More Downside for Gold & Oil Prices, as
U.S. Dollar Moves Above its Fundamentals

sovereign debt crisisGold and oil prices are having a really difficult time right now and I suspect that the falling price trend will continue for another month or so. The spot price of gold is going down because that commodity was due for a correction and because of strength in the U.S. dollar, which is trading up on worries about the eurozone. Oil prices are going down because of a massive of glut of oil in storage in the U.S. market and due to reduced expectations for global economic growth. It is the age of austerity and, frankly, I think it’s fair to expect a lot of change over the next 18 months, and by change I mean politically, economically and socially.

So far during the recent price correction, the stock market is holding up well.
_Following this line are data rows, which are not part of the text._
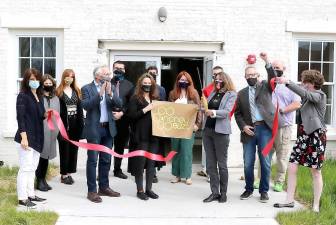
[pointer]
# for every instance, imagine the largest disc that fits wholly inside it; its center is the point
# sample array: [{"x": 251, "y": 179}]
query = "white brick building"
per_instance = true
[{"x": 55, "y": 35}]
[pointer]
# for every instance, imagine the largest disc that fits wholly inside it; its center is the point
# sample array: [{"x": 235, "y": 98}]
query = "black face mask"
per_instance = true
[
  {"x": 146, "y": 88},
  {"x": 183, "y": 84},
  {"x": 118, "y": 75},
  {"x": 252, "y": 81},
  {"x": 48, "y": 88},
  {"x": 279, "y": 73}
]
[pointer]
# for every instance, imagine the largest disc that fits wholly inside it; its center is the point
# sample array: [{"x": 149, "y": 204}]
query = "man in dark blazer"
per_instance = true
[
  {"x": 99, "y": 100},
  {"x": 254, "y": 115},
  {"x": 124, "y": 89}
]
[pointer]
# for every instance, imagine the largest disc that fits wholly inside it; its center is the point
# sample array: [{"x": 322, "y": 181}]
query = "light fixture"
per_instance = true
[{"x": 162, "y": 14}]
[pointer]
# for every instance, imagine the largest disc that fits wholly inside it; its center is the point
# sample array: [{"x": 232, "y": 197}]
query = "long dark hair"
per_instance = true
[
  {"x": 190, "y": 89},
  {"x": 25, "y": 81},
  {"x": 153, "y": 94},
  {"x": 49, "y": 77}
]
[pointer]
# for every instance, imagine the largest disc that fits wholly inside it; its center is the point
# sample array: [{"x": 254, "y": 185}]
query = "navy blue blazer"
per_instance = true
[
  {"x": 30, "y": 116},
  {"x": 91, "y": 103}
]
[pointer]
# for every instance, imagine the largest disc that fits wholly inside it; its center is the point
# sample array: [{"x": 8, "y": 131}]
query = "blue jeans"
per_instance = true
[
  {"x": 262, "y": 136},
  {"x": 104, "y": 163}
]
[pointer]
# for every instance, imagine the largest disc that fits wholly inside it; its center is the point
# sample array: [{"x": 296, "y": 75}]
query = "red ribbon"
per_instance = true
[
  {"x": 275, "y": 127},
  {"x": 102, "y": 148}
]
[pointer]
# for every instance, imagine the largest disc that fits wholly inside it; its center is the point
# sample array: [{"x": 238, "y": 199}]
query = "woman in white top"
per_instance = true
[{"x": 185, "y": 93}]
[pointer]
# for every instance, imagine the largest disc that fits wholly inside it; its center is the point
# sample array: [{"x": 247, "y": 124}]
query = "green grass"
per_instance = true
[
  {"x": 304, "y": 194},
  {"x": 8, "y": 203}
]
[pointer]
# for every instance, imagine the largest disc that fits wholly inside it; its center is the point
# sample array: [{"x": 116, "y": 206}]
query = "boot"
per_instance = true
[{"x": 40, "y": 185}]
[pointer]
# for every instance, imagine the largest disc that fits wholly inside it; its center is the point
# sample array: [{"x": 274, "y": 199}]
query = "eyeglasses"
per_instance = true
[{"x": 251, "y": 75}]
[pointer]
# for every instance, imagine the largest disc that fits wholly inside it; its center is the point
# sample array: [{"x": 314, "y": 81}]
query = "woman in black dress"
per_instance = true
[
  {"x": 141, "y": 137},
  {"x": 310, "y": 145},
  {"x": 71, "y": 113}
]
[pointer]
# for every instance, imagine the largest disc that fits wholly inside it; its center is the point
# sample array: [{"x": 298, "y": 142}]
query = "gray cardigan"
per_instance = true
[
  {"x": 313, "y": 107},
  {"x": 223, "y": 122}
]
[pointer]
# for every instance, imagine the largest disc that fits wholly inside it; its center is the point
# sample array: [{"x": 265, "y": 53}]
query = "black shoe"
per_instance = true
[
  {"x": 121, "y": 175},
  {"x": 155, "y": 180},
  {"x": 66, "y": 180},
  {"x": 152, "y": 195},
  {"x": 280, "y": 205},
  {"x": 246, "y": 195},
  {"x": 222, "y": 198},
  {"x": 264, "y": 197},
  {"x": 142, "y": 195},
  {"x": 27, "y": 203},
  {"x": 211, "y": 198},
  {"x": 47, "y": 185},
  {"x": 36, "y": 199},
  {"x": 40, "y": 185},
  {"x": 71, "y": 179}
]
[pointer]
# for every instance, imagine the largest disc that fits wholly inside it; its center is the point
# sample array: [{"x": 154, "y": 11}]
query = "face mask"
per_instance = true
[
  {"x": 279, "y": 73},
  {"x": 48, "y": 88},
  {"x": 34, "y": 84},
  {"x": 146, "y": 88},
  {"x": 183, "y": 84},
  {"x": 220, "y": 82},
  {"x": 68, "y": 80},
  {"x": 252, "y": 81},
  {"x": 119, "y": 75}
]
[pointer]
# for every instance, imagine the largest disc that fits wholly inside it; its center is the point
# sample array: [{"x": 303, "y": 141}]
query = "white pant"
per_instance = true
[{"x": 28, "y": 162}]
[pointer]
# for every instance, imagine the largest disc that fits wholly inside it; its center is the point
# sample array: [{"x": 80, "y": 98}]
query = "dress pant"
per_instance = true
[
  {"x": 103, "y": 159},
  {"x": 262, "y": 136},
  {"x": 42, "y": 168},
  {"x": 120, "y": 142},
  {"x": 28, "y": 161},
  {"x": 216, "y": 148}
]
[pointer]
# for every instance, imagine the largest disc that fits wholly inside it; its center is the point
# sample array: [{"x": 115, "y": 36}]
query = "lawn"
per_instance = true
[
  {"x": 304, "y": 194},
  {"x": 8, "y": 203}
]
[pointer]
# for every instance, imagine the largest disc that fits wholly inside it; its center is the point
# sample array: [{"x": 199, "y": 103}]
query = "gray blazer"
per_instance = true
[
  {"x": 263, "y": 100},
  {"x": 91, "y": 103},
  {"x": 313, "y": 107},
  {"x": 50, "y": 136},
  {"x": 223, "y": 122}
]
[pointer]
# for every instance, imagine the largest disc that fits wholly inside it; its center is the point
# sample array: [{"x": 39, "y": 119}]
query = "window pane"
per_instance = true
[
  {"x": 24, "y": 46},
  {"x": 328, "y": 90},
  {"x": 37, "y": 64},
  {"x": 37, "y": 47},
  {"x": 49, "y": 47},
  {"x": 23, "y": 65},
  {"x": 49, "y": 66},
  {"x": 327, "y": 117},
  {"x": 302, "y": 67},
  {"x": 316, "y": 51},
  {"x": 315, "y": 66},
  {"x": 328, "y": 51},
  {"x": 328, "y": 72},
  {"x": 303, "y": 51}
]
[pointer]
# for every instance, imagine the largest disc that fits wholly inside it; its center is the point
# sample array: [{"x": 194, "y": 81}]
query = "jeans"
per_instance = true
[
  {"x": 104, "y": 163},
  {"x": 262, "y": 136}
]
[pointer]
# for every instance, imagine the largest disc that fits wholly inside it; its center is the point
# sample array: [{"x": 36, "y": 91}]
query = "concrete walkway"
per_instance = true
[{"x": 178, "y": 203}]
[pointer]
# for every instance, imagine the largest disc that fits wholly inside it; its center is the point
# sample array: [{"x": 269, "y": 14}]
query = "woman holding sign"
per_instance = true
[
  {"x": 184, "y": 93},
  {"x": 141, "y": 137},
  {"x": 216, "y": 135}
]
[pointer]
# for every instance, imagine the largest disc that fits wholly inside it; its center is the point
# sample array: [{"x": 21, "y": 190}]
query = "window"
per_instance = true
[
  {"x": 39, "y": 53},
  {"x": 320, "y": 55}
]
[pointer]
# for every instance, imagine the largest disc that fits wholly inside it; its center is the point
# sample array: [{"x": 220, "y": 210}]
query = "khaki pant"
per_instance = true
[{"x": 282, "y": 148}]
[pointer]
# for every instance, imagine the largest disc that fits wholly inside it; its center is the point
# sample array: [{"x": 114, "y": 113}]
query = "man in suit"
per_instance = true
[
  {"x": 124, "y": 90},
  {"x": 163, "y": 142},
  {"x": 254, "y": 115},
  {"x": 99, "y": 100}
]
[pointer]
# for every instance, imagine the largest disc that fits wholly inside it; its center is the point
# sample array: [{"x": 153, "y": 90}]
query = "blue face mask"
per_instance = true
[{"x": 34, "y": 84}]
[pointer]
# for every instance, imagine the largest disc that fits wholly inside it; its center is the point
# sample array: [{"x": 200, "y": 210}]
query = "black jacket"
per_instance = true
[{"x": 30, "y": 116}]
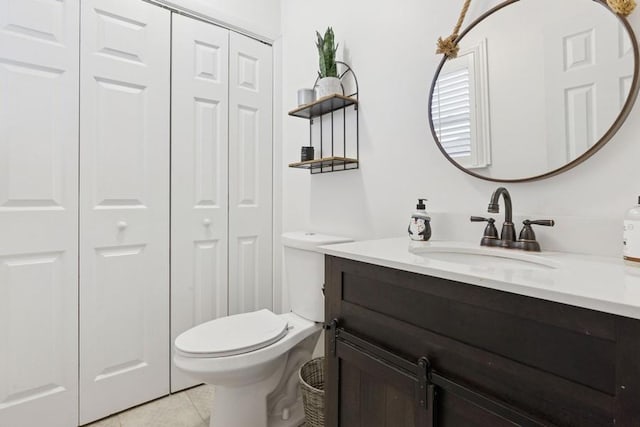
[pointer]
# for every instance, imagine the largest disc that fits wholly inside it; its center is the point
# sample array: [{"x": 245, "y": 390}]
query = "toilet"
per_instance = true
[{"x": 253, "y": 358}]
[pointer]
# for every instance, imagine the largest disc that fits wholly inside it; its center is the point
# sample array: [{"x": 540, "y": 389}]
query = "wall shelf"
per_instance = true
[
  {"x": 340, "y": 162},
  {"x": 323, "y": 105},
  {"x": 333, "y": 127}
]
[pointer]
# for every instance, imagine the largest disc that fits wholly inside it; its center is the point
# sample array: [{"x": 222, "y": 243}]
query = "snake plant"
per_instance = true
[{"x": 327, "y": 54}]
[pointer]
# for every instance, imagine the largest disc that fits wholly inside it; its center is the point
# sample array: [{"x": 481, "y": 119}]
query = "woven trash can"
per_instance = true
[{"x": 311, "y": 376}]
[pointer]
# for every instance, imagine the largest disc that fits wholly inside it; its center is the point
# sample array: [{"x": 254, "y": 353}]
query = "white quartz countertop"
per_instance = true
[{"x": 598, "y": 283}]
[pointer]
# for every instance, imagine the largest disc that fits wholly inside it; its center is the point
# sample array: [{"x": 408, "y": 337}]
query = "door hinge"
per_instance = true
[{"x": 332, "y": 329}]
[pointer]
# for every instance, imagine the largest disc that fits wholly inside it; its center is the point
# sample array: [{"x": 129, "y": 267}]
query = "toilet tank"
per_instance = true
[{"x": 304, "y": 271}]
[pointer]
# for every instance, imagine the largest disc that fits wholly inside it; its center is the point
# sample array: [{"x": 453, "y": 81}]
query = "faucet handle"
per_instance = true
[
  {"x": 490, "y": 230},
  {"x": 545, "y": 222},
  {"x": 527, "y": 232}
]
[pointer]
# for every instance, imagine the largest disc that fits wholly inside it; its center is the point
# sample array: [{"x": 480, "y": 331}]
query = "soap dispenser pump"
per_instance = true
[{"x": 420, "y": 224}]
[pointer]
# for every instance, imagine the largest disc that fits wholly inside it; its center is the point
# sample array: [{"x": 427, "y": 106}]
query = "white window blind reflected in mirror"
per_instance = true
[{"x": 459, "y": 108}]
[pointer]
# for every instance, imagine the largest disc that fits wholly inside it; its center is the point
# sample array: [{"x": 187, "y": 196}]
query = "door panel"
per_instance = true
[
  {"x": 199, "y": 185},
  {"x": 38, "y": 212},
  {"x": 250, "y": 175},
  {"x": 124, "y": 206},
  {"x": 586, "y": 91}
]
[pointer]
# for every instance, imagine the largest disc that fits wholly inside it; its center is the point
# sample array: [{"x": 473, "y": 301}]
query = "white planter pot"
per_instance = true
[{"x": 328, "y": 86}]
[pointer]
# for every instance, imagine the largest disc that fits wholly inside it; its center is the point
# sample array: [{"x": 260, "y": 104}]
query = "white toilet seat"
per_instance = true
[{"x": 232, "y": 335}]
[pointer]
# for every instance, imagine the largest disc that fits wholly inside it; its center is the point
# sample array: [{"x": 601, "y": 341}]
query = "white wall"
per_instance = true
[
  {"x": 256, "y": 18},
  {"x": 392, "y": 50}
]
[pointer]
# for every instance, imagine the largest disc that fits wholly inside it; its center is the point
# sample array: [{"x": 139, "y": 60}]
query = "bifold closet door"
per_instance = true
[
  {"x": 250, "y": 175},
  {"x": 124, "y": 205},
  {"x": 199, "y": 151},
  {"x": 39, "y": 213}
]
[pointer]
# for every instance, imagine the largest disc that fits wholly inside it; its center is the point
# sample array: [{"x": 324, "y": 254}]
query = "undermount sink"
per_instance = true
[{"x": 468, "y": 254}]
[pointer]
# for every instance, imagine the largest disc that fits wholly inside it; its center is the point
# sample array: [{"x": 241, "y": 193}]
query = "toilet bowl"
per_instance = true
[{"x": 253, "y": 358}]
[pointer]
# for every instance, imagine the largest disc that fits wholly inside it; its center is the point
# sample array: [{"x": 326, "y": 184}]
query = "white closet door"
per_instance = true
[
  {"x": 199, "y": 136},
  {"x": 124, "y": 205},
  {"x": 38, "y": 212},
  {"x": 250, "y": 175}
]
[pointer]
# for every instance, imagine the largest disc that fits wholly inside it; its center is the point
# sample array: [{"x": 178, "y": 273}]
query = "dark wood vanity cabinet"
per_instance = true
[{"x": 405, "y": 349}]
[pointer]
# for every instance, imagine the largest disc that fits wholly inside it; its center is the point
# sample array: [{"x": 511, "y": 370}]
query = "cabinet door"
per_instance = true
[
  {"x": 199, "y": 153},
  {"x": 369, "y": 386},
  {"x": 38, "y": 212},
  {"x": 250, "y": 175},
  {"x": 124, "y": 205}
]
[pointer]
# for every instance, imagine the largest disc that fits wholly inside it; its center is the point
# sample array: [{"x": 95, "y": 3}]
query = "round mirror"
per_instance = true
[{"x": 537, "y": 87}]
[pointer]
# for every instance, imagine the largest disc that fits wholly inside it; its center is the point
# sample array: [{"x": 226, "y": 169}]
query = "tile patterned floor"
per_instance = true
[{"x": 189, "y": 408}]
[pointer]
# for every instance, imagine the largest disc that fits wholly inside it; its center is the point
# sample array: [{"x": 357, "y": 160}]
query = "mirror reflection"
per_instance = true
[{"x": 535, "y": 86}]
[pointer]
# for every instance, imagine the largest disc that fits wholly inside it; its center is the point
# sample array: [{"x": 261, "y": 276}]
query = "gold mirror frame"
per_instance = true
[{"x": 624, "y": 113}]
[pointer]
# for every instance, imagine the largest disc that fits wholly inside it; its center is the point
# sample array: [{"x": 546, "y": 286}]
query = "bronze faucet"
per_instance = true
[{"x": 527, "y": 239}]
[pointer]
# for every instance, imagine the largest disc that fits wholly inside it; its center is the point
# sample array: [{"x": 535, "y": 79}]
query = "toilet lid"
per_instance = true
[{"x": 237, "y": 334}]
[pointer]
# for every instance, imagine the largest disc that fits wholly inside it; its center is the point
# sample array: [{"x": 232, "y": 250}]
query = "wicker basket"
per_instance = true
[{"x": 312, "y": 387}]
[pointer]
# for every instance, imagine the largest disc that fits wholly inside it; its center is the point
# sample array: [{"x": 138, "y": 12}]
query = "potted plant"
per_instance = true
[{"x": 329, "y": 83}]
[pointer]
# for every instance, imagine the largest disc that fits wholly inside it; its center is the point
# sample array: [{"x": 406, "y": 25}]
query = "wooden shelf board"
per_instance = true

If the S&P 500 Index broke 1,300, I’d be more concerned, but because the market isn’t overpriced, institutional investors will continue to buy dividend yield when the market retreats. As for gold and oil prices; being commodities, they could experience significant price swings for the rest of this year, even as part of a long-term uptrend.

It’s going to be very difficult speculating on the long side in gold and oil stocks over the next several months. Oddly, it seems like the eurozone is calling the shots in U.S. capital markets. At the very least, the sovereign debt crisis is responsible for domestic investor sentiment.

I’m waiting for a bottom in spot gold; when it happens, I believe speculators should jump all over gold-related investments. The only caveat is the risks associated with the euro currency. Any breakup in the eurozone could have a cascading effect on currencies and the resulting “flight to quality” would skew the U.S. dollar above its fundamentals. As gold and oil prices tend to trade inversely to the U.S. dollar, spot gold could be down for a long time, because of the sovereign debt crisis and the resulting currency chaos.


So, it goes without saying that investment risk for investors remains very high at this time. All assets, even real estate values, are vulnerable with currency instability. I don’t know how things will play out in Europe, but the fact of the matter is, Greece never should have been admitted to the euro currency in the first place. In the end, a massive upheaval in the eurozone is likely over the next couple of years and investors need to protect themselves.

Near-term, gold and oil prices should experience more downside, as speculators pile into the trend. I see gold as a very important asset to own for the rest of this decade, but the price of gold will be skewed by the U.S. dollar trading as the only reserve currency. As for oil prices, I figure we’ll see price consolidation around $90.00 a barrel, which will be a boost for consumers and the industrial economy. (See The Winning Stock That’s a Positive Sign for the Economy.) Oil prices are the pulse of capital markets in terms of sentiment and expectations for economic growth. Right now, oil prices are saying things are slowing down.